Many U.S. lawmakers and various newspaper editorials and Washington
pundits have excoriated the president for showing a lack of leadership
in Bosnia.

This isn't about American prestige, Myers said. It's about what to
do next to move the situation toward the only reasonable conclusion,
which is a negotiated settlement.
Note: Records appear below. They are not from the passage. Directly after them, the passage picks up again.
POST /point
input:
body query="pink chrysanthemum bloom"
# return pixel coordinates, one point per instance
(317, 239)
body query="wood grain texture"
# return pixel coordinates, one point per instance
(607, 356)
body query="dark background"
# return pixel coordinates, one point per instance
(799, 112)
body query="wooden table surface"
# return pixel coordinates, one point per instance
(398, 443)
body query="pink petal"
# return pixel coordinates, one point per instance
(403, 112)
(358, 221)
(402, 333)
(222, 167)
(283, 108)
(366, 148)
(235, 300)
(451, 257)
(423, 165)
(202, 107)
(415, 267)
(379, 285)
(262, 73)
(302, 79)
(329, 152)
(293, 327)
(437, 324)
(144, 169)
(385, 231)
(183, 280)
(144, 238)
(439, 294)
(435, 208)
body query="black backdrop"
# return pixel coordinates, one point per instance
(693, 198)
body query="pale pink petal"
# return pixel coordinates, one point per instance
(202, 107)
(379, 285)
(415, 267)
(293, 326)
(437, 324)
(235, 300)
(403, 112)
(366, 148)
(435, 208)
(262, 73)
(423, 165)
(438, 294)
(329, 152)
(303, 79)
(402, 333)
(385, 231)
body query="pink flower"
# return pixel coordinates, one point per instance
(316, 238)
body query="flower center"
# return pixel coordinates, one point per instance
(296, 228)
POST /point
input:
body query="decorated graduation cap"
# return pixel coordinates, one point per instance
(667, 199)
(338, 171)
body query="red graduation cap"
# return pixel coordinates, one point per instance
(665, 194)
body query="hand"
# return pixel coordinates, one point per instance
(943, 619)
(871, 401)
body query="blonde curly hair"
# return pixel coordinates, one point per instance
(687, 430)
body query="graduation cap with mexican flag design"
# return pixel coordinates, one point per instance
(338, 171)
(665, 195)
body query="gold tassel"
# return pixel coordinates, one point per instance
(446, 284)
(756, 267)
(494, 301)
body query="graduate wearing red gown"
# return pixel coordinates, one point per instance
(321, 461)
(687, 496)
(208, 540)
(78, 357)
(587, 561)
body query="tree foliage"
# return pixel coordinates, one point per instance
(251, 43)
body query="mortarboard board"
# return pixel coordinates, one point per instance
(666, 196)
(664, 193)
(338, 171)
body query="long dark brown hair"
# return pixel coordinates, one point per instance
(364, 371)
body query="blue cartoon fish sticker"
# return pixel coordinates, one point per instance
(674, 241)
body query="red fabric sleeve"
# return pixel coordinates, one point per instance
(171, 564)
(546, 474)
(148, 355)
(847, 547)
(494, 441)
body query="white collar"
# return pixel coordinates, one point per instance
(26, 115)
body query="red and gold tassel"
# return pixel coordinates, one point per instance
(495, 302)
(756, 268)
Obviously, nobody's happy about the
situation, nobody's happy about the way circumstances have worked out.

Christopher showed some of the frustration the U.S. government feels
over the issue.
This aggression began in 1992 on somebody else's
watch, he said in a swipe at Clinton's Republican predecessor, George
Bush.

Georgia Democrat Sam Nunn, chairman of the Senate Armed Services
Committee, said NATO must be prepared to hit targets in neighbouring
Serbia, supplier of Bosnian Serbs, because Bosnian Serbs have a limited
number of lucrative targets.

And he said if air strikes are escalated it would be a good idea to
pull out U.N. peacekeepers and humanitarian relief officials to remove
them from harm's way and prevent their being taken hostage.

The secretary of state went to Capitol Hill to explain the U.S.
proposal that NATO vastly expand its threat of air strikes against
Bosnian Serb positions, tighten enforcements of economic sanctions and
step up humanitarian relief efforts.

He stressed the objective of a bolder new allied effort would be to
force the Bosnian Serbs to the peace table, but said air strikes could
also raise the price for continued attacks on besieged Moslem enclaves
like Gorazde even if they could not stop them entirely.

Allies like Britain and France, who have peacekeeping troops in Bosnia,
have in the past opposed increased NATO air strikes, as has Russia, an
ally of the Serbs.

Hollings and others rubbed some political sore points by saying the
administration seemed more interested in allied government support than
that of the Congress, and noting it had backed away from comparable
U.S. commitments in Somalia, Haiti and Rwanda, where only blacks were
involved.

Christopher said the administration was consulting Congress regularly
and that the difference between Bosnia and the other trouble spots was
national interest.

Senate Republican Leader Bob Dole and other senators of both parties
introduced an amendment requiring the president to unilaterally lift
the arms embargo against the Bosnian Moslems.